Background velocities were measured using the PIV device described in Niesterok et al. (2017). The movement of naturally occurring particles in a laser light sheet was recorded in a representative location next to the frame of the setup. The laser light sheet was at the same level as the mesh wire grid, which is the level where the animals were allowed to search for the breathing current. For each experimental day, three sequences were chosen for evaluation from these recordings based on particle density. Only recordings from sessions with stimulus intensities of 3.2, 3.8 and 4.9 cm s−1 were used, as those were the sessions close to the detection threshold. Altogether, background flow velocities from seven sessions could be evaluated for each animal.

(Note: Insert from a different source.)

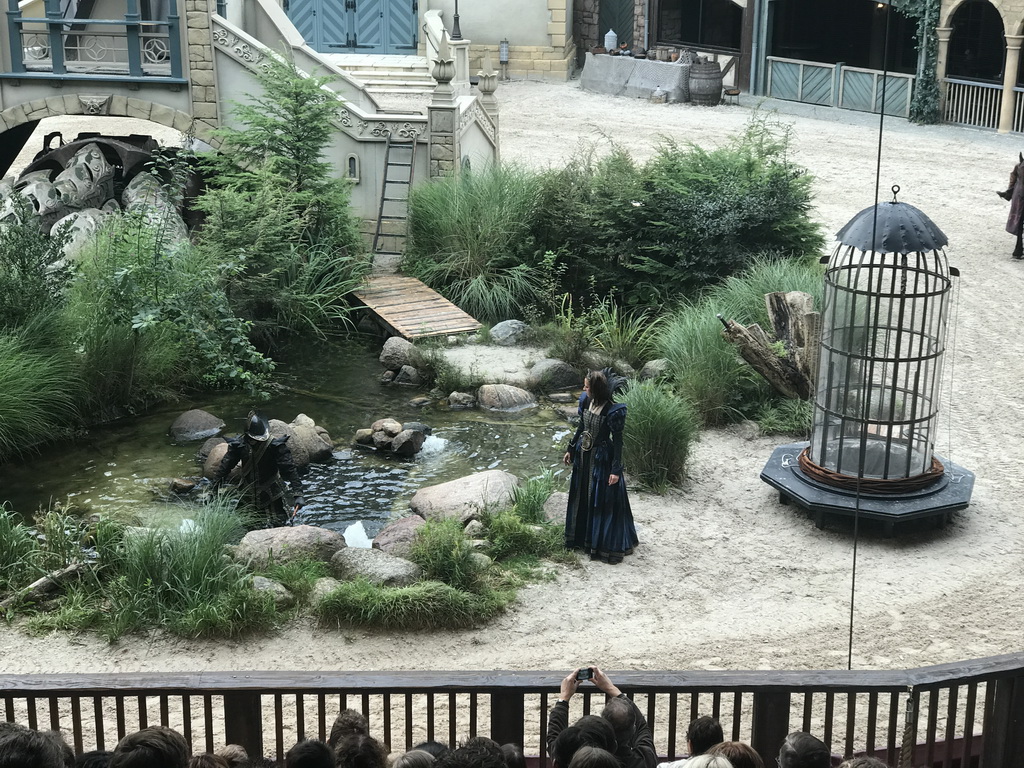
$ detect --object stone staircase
[323,53,435,96]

Stimulus intensities at threshold were calculated from the quadratic function between rotational motor speed and flow velocity. Hydrodynamic background flow was averaged across sessions for each animal. Signal-to-noise ratio was calculated as the ratio of these two values for each animal.

Swimming speed

Swimming speed was evaluated similar to our previous study (Niesterok et al., 2017). The same camera and tracking software were used. However, in the present study only test trials (trials where the test stimulus was presented) were evaluated. All test trials were blindfolded trials, in which the animal either succeeded in sensing the stimulus or not. Some test trials could not be evaluated for technical reasons (e.g. light reflections in the corner positions). Swimming speeds in test trials with stimulus intensities near the threshold (3.8 and 4.9 cm s−1) and far above the threshold (7.4 cm s−1) were measured.

Statistics

Statistics were run in R (R Development Core Team 2008) and Matlab (MATLAB and Statistics Toolbox Release 2012b, The MathWorks, Inc., Natick, MA, USA).

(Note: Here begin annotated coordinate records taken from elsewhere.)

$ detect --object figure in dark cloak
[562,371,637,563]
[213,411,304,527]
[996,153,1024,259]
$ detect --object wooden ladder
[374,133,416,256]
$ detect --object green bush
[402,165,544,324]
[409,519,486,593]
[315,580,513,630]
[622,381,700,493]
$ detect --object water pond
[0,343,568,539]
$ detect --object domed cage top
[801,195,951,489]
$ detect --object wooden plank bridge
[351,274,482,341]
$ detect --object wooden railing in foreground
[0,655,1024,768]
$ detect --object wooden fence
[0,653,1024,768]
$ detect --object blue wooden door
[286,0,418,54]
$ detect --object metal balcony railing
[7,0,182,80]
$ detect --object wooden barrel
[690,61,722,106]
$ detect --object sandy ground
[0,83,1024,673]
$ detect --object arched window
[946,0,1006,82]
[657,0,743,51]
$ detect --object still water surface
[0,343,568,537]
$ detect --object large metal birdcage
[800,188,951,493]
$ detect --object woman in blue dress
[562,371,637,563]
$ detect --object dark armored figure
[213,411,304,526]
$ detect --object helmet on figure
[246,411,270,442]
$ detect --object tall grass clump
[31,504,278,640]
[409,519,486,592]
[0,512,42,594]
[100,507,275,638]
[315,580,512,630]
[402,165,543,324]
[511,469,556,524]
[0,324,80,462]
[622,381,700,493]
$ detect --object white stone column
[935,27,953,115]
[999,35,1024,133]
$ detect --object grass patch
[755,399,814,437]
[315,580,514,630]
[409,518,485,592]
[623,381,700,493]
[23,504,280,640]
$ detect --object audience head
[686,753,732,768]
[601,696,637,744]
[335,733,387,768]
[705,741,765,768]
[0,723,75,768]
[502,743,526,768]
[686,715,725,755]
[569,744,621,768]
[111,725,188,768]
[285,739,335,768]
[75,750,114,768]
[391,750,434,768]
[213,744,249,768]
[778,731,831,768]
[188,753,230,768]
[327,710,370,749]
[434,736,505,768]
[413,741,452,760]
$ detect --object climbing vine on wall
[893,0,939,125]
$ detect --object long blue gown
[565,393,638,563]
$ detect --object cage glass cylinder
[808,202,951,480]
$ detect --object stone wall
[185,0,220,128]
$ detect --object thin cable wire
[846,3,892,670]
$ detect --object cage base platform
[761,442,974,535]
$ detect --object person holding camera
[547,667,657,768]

Detection rate of hydrodynamic stimulus and threshold

The correlation between the rotational speed of the motor and the corresponding mean flow velocity is shown in Fig. 2.

Fig. 2.

Correlation between the rotational speed of the pump and the corresponding mean flow velocity. Flow velocity was measured at the level of the grid in the setup. The grey line connects the mean data points (±s.d.); the black line represents the quadratic fit.

Fig. 2.

Correlation between the rotational speed of the pump and the corresponding mean flow velocity. Flow velocity was measured at the level of the grid in the setup. The grey line connects the mean data points (±s.d.); the black line represents the quadratic fit.

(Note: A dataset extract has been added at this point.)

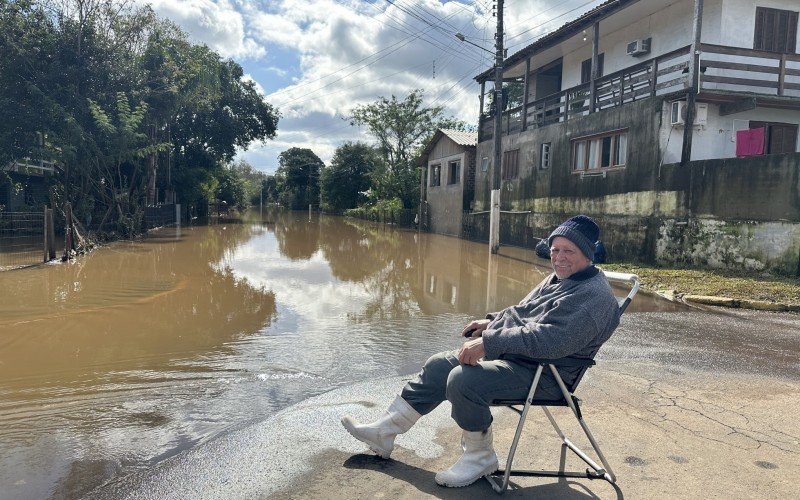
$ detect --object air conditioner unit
[669,101,708,127]
[625,38,650,56]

The performance at each stimulus intensity tested for each animal is presented in Fig. 3, along with the quadratic fitting function. The course of the graphs is similar for the two seals. They show similar performance for flow velocities of 2.6, 3.2 and 4.9 cm s−1 but differ in their performance at flow velocities of 3.8 and 7.4 cm s−1.

Fig. 3.

Correlation between performance and stimulus intensity. Stimulus intensity is given as mean flow velocity at different rotational speeds of the pump. Black lines represent the fitted functions; red lines mark the corresponding thresholds at the significant performance of 29%. (A) Data for seal Henry; (B) data for seal Luca.

Fig. 3.

Correlation between performance and stimulus intensity. Stimulus intensity is given as mean flow velocity at different rotational speeds of the pump. Black lines represent the fitted functions; red lines mark the corresponding thresholds at the significant performance of 29%. (A) Data for seal Henry; (B) data for seal Luca.

The hydrodynamic sensory threshold for this type of stimulus for Henry was 4.2 cm s−1 (red line in Fig. 3A); for Luca, the threshold was 3.7 cm s−1 (red line in Fig. 3B).

Statistical analysis (exact Fisher test) did not reveal any differences in the performance of the two animals when swimming with (nozzles 1–4) or against (nozzles 5–8) the breathing current. This result proved to be true for the stimulus intensities above the threshold (4.9 and 7.4 cm s−1) as well as for the stimulus intensities below the threshold (3.2 and 3.8 cm s−1; Table 1); at 2.6 cm s−1, the seals never detected the stimulus.

Table 1.

Results of exact Fisher test

Results of exact Fisher test
Results of exact Fisher test

Hydrodynamic background noise

Hydrodynamic background noise ranged from 2.4 to 3.4 cm s−1 in the sessions with Henry and from 1.8 to 3.4 cm s−1 in the sessions with Luca. Therefore, hydrodynamic background flow was comparatively stable across sessions. There were no sessions with remarkably high wind speeds. The average background noise across sessions was 2.9 cm s−1 for Henry and 2.5 cm s−1 for Luca. The calculated signal-to-noise ratios at the respective thresholds were 1.4 for Henry and 1.5 for Luca. Therefore, as a rule of thumb, both seals detected the breathing currents successfully at a stimulus 1.5 times higher than the background noise in terms of flow velocity. The best signal-to-noise ratio was found for Luca on a day with a background noise of 3.4 cm s−1 and a stimulus strength of 3.8 cm s−1.

Swimming speed

The two harbour seals differed in their swimming speed. Henry swam at speeds ranging from 19 to 62 cm s−1 with a mean of 40 cm s−1. Luca swam at speeds ranging from 33 to 95 cm s−1 with a mean of 69 cm s−1. There was no significant difference between the swimming speeds in test trials at stimulus intensities of 3.8 and 4.9 cm s−1 for the two seals (t-test; P=0.4089 for Luca; P=0.2159 for Henry; Fig. 4A,C).

Fig. 4.

Overview of frequency distribution of swimming speed. (A) Swimming speeds performed by seal Henry for all trials (successful and unsuccessful) with a stimulus intensity of 3.8 cm s−1 (black bars) and 4.9 cm s−1 (grey bars). (B) Swimming speeds performed by seal Henry for all trials with stimulus intensities of 3.8 and 4.9 cm s−1 differentiated by successful trials (black bars) and unsuccessful trials (grey bars). (C,D) As for A and B, for seal Luca.

Fig. 4.

Overview of frequency distribution of swimming speed. (A) Swimming speeds performed by seal Henry for all trials (successful and unsuccessful) with a stimulus intensity of 3.8 cm s−1 (black bars) and 4.9 cm s−1 (grey bars). (B) Swimming speeds performed by seal Henry for all trials with stimulus intensities of 3.8 and 4.9 cm s−1 differentiated by successful trials (black bars) and unsuccessful trials (grey bars). (C,D) As for A and B, for seal Luca.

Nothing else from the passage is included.